As the computer industry retools to leverage massively parallel graphics processing units (GPUs), this book is designed to meet the needs of working software developers who need to understand GPU programming with CUDA and increase efficiency in their projects. CUDA Application Design and Development starts with an introduction to parallel computing concepts for readers with no previous parallel experience, and focuses on issues of immediate importance to working software developers: achieving high performance, maintaining competitiveness, analyzing CUDA benefits versus costs, and determining application lifespan. The book then details the thought behind CUDA and teaches how to create, analyze, and debug CUDA applications. Throughout, the focus is on software engineering issues: how to use CUDA in the context of existing application code, with existing compilers, languages, software tools, and industry-standard API libraries. Using an approach refined in a series of well-received articles at Dr Dobb's Journal, author Rob Farber takes the reader step-by-step from fundamentals to implementation, moving from language theory to practical coding. Includes multiple examples building from simple to more complex applications in four key areas: machine learning, visualization, vision recognition, and mobile computing Addresses the foundational issues for CUDA development: multi-threaded programming and the different memory hierarchy Includes teaching chapters designed to give a full understanding of CUDA tools, techniques and structure. Presents CUDA techniques in the context of the hardware they are implemented on as well as other styles of programming that will help readers bridge into the new material


Parallel Programming with OpenACC

Author: Rob Farber
Publisher: Newnes
Language:
Number of Pages:
Format Type: PDF, Kindle
Size: 10,94 MB
Download: 633
Read Online: 726

Download


Parallel Programming with OpenACC is a modern, practical guide to implementing dependable computing systems. The book explains how anyone can use OpenACC to quickly ramp-up application performance using high-level code directives called pragmas. The OpenACC directive-based programming model is designed to provide a simple, yet powerful, approach to accelerators without significant programming effort. Author Rob Farber, working with a team of expert contributors, demonstrates how to turn existing applications into portable GPU accelerated programs that demonstrate immediate speedups. The book also helps users get the most from the latest NVIDIA and AMD GPU plus multicore CPU architectures (and soon for Intel® Xeon PhiTM as well). Downloadable example codes provide hands-on OpenACC experience for common problems in scientific, commercial, big-data, and real-time systems.

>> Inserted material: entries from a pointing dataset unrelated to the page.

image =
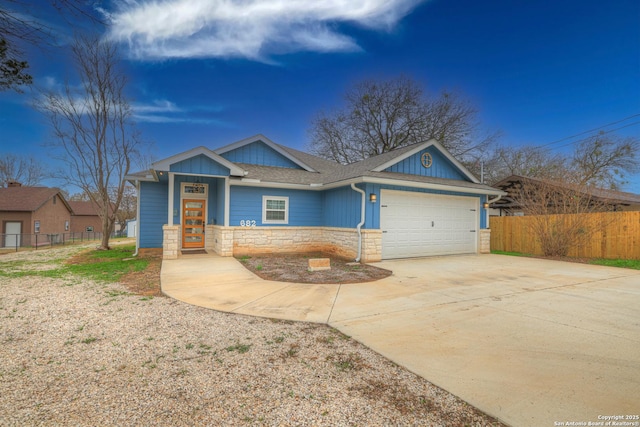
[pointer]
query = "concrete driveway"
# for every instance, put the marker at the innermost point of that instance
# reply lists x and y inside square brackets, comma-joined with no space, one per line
[529,341]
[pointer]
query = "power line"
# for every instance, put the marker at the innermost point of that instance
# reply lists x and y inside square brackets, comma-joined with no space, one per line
[591,131]
[603,133]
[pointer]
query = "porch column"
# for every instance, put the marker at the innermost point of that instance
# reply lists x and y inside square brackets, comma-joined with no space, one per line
[227,198]
[171,189]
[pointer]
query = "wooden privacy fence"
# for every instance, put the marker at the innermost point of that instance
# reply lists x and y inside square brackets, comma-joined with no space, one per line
[611,235]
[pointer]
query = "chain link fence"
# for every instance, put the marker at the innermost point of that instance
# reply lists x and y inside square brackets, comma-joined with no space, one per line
[16,242]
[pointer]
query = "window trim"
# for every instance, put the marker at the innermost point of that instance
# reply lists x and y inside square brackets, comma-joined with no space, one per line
[264,210]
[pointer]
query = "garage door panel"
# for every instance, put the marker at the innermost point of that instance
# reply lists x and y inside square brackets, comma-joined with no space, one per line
[422,224]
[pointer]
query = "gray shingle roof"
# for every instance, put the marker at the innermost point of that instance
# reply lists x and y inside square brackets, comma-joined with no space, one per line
[327,172]
[26,199]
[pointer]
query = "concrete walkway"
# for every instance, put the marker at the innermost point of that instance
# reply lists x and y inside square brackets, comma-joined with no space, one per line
[529,341]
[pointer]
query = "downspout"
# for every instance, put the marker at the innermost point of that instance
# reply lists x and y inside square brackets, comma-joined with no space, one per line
[137,218]
[354,188]
[486,212]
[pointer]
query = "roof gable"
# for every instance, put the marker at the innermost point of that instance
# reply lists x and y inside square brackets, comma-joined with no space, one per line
[260,150]
[427,162]
[28,199]
[199,160]
[409,161]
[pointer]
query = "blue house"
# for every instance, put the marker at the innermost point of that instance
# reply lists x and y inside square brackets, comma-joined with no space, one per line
[256,196]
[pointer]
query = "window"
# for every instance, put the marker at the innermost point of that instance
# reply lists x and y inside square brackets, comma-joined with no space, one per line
[275,210]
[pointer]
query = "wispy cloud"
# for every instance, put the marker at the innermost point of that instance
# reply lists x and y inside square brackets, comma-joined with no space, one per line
[254,29]
[164,111]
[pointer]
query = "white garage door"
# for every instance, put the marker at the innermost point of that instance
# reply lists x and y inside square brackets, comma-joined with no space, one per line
[419,224]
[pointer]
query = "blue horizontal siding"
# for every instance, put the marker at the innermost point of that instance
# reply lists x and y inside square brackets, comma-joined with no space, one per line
[259,153]
[305,207]
[200,164]
[153,213]
[441,167]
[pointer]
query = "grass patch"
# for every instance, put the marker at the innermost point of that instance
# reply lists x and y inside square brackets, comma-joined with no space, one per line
[621,263]
[102,266]
[106,266]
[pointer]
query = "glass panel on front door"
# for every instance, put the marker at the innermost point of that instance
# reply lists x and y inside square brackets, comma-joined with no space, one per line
[193,220]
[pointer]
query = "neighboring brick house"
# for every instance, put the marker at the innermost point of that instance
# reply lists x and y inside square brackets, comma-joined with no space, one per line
[32,211]
[84,218]
[611,200]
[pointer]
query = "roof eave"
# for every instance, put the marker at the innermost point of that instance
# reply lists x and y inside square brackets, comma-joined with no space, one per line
[369,180]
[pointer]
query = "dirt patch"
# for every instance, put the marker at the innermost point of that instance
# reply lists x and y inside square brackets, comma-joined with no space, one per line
[295,268]
[147,281]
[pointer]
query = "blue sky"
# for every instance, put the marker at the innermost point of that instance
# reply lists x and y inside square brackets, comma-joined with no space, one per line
[206,72]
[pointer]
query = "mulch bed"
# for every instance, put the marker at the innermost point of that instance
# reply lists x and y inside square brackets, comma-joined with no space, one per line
[295,268]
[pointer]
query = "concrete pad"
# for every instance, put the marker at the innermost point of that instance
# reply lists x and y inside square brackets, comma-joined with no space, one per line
[309,303]
[532,342]
[531,351]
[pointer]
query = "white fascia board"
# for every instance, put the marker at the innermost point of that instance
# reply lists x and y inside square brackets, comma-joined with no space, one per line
[150,177]
[370,180]
[165,164]
[412,184]
[434,143]
[271,144]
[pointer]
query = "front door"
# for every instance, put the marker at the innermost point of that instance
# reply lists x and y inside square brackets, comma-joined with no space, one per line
[193,217]
[12,234]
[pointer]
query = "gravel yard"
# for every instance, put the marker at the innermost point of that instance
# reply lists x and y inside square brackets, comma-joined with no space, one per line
[77,352]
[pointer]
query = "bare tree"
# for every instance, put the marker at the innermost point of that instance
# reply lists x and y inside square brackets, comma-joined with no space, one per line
[603,160]
[557,211]
[529,161]
[94,133]
[382,116]
[25,170]
[13,72]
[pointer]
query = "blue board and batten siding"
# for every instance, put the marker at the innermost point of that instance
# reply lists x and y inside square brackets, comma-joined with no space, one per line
[341,207]
[153,213]
[441,167]
[259,153]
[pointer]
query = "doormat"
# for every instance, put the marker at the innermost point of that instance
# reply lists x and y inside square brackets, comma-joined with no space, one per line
[196,252]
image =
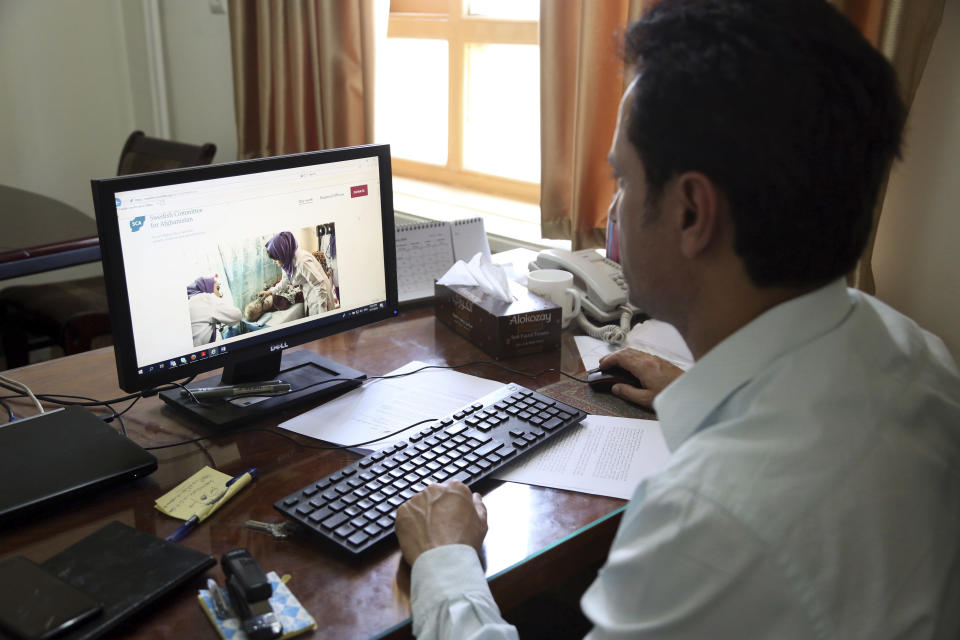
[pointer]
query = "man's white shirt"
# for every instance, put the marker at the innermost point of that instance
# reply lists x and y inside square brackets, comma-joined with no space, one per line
[813,492]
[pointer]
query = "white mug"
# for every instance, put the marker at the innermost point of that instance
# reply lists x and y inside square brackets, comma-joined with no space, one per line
[556,286]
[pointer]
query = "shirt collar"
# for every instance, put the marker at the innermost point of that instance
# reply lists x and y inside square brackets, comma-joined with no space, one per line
[683,406]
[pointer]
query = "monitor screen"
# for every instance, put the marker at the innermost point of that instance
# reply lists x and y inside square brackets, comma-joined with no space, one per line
[228,265]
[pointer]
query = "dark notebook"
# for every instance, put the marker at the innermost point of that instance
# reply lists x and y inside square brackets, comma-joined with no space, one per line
[61,454]
[125,570]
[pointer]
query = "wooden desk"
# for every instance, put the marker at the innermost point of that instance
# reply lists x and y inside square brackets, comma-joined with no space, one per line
[349,598]
[38,233]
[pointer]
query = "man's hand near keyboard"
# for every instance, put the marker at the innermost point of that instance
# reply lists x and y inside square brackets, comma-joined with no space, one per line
[442,514]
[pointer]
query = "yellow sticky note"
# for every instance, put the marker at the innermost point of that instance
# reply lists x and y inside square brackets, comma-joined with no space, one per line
[198,495]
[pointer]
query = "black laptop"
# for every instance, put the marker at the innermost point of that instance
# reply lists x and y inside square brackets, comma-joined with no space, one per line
[62,454]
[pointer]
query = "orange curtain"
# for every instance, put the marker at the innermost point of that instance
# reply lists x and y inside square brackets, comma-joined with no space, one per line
[905,36]
[580,44]
[303,73]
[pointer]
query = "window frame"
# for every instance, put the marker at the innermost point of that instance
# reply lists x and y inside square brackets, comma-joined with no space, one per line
[448,20]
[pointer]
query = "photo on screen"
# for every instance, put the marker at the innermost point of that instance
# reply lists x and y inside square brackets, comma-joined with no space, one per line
[264,281]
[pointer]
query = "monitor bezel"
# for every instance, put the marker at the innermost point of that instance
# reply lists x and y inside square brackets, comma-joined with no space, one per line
[108,226]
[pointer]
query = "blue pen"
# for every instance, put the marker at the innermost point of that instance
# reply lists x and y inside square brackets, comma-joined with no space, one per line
[194,520]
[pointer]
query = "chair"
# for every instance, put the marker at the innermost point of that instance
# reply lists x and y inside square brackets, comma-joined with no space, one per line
[73,313]
[142,153]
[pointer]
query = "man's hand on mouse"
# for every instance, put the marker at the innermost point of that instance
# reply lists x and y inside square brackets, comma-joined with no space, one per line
[655,374]
[441,514]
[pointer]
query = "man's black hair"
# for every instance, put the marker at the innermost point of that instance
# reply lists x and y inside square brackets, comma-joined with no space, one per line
[786,107]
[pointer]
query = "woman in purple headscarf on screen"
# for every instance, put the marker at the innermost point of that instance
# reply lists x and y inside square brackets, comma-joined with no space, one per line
[207,309]
[300,269]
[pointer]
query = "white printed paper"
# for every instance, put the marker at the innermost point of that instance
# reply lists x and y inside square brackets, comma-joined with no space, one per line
[603,456]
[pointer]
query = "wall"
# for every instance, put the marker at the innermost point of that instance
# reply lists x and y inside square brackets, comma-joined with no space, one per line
[196,45]
[76,81]
[65,107]
[916,258]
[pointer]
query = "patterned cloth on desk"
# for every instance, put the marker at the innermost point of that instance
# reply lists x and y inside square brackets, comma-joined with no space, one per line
[291,614]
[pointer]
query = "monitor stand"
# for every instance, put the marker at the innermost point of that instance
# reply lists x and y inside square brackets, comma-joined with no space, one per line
[303,370]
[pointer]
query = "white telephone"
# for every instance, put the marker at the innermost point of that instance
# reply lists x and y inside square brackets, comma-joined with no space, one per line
[604,289]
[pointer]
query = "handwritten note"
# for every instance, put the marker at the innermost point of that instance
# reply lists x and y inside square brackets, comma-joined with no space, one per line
[195,496]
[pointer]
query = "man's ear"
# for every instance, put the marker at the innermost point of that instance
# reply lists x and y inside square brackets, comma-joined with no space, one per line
[700,199]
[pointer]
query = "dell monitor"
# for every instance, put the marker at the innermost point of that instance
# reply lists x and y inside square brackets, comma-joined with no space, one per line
[229,265]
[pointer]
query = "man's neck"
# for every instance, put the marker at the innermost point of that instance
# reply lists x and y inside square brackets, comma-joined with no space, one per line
[720,312]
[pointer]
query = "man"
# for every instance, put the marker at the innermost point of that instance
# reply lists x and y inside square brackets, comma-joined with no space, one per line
[814,488]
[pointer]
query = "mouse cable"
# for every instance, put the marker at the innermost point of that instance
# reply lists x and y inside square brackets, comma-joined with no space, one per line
[291,439]
[10,416]
[22,389]
[71,400]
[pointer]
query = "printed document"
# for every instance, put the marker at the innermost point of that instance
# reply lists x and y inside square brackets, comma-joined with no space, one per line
[380,407]
[603,456]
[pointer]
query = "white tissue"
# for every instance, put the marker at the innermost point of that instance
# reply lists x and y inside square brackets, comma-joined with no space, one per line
[479,272]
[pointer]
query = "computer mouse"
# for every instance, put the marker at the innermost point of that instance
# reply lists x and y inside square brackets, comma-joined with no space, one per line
[603,381]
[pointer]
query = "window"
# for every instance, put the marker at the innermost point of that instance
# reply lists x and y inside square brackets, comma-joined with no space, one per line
[458,94]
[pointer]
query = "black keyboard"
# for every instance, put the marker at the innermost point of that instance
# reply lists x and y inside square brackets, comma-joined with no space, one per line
[356,506]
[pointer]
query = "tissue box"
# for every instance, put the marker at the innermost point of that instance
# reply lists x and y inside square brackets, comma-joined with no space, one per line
[529,324]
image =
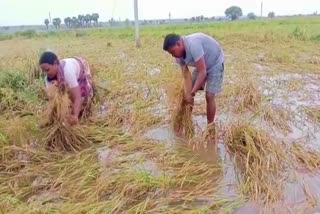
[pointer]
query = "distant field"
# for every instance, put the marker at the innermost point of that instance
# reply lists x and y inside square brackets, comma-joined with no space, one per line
[271,93]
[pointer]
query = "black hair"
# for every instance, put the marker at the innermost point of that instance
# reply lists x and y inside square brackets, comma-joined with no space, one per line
[170,41]
[48,57]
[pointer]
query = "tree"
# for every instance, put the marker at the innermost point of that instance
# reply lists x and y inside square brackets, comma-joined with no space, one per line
[127,21]
[95,17]
[56,22]
[271,15]
[46,22]
[81,20]
[233,12]
[252,16]
[87,20]
[112,22]
[67,22]
[75,22]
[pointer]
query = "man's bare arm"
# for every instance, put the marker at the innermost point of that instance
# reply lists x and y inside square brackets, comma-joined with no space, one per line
[187,79]
[201,75]
[76,101]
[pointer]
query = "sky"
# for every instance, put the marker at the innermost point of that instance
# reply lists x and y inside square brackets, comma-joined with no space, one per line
[33,12]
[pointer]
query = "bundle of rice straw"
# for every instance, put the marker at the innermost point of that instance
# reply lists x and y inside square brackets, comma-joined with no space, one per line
[181,110]
[260,161]
[59,136]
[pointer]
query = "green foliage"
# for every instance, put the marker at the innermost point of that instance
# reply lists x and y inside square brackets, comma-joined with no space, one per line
[233,12]
[28,34]
[252,16]
[299,34]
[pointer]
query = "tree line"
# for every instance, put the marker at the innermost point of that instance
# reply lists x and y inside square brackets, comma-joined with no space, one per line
[75,22]
[235,12]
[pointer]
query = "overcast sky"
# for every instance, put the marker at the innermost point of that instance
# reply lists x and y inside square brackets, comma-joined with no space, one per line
[26,12]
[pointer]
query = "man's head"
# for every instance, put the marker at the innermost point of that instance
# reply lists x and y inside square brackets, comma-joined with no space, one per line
[173,43]
[49,64]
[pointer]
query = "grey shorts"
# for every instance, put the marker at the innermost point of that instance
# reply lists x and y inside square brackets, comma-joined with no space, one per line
[214,79]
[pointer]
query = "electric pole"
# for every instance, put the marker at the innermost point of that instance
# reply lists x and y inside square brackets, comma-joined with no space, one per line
[136,19]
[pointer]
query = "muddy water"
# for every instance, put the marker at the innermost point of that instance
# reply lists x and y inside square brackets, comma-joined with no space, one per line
[303,187]
[297,193]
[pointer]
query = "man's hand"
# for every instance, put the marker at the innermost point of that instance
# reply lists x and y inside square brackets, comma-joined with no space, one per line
[73,120]
[189,98]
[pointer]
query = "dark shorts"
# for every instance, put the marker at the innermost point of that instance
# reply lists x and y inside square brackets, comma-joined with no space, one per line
[213,83]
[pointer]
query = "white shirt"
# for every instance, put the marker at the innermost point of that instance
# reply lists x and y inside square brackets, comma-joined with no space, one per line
[71,71]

Topics include writing reusable code, asynchronous capabilities, using libraries, multicore clusters, and much more. Each chapter explains how a specific aspect of OpenACC technology fits, how it works, and the pitfalls to avoid. Throughout, the book demonstrates how the use of simple working examples that can be adapted to solve application needs. Presents the simplest way to leverage GPUs to achieve application speedups Shows how OpenACC works, including working examples that can be adapted for application needs Allows readers to download source code and slides from the book's companion web page


Advances in Machine Learning and Data Science

Author: Damodar Reddy Edla
Publisher: Springer
Language:
Number of Pages:
Format Type: PDF, ePub, Mobi
Size: 26,88 MB
Download: 741
Read Online: 884

Download


The Volume of “Advances in Machine Learning and Data Science - Recent Achievements and Research Directives” constitutes the proceedings of First International Conference on Latest Advances in Machine Learning and Data Science (LAMDA 2017). The 37 regular papers presented in this volume were carefully reviewed and selected from 123 submissions. These days we find many computer programs that exhibit various useful learning methods and commercial applications. Goal of machine learning is to develop computer programs that can learn from experience. Machine learning involves knowledge from various disciplines like, statistics, information theory, artificial intelligence, computational complexity, cognitive science and biology. For problems like handwriting recognition, algorithms that are based on machine learning out perform all other approaches. Both machine learning and data science are interrelated. Data science is an umbrella term to be used for techniques that clean data and extract useful information from data. In field of data science, machine learning algorithms are used frequently to identify valuable knowledge from commercial databases containing records of different industries, financial transactions, medical records, etc. The main objective of this book is to provide an overview on latest advancements in the field of machine learning and data science, with solutions to problems in field of image, video, data and graph processing, pattern recognition, data structuring, data clustering, pattern mining, association rule based approaches, feature extraction techniques, neural networks, bio inspired learning and various machine learning algorithms.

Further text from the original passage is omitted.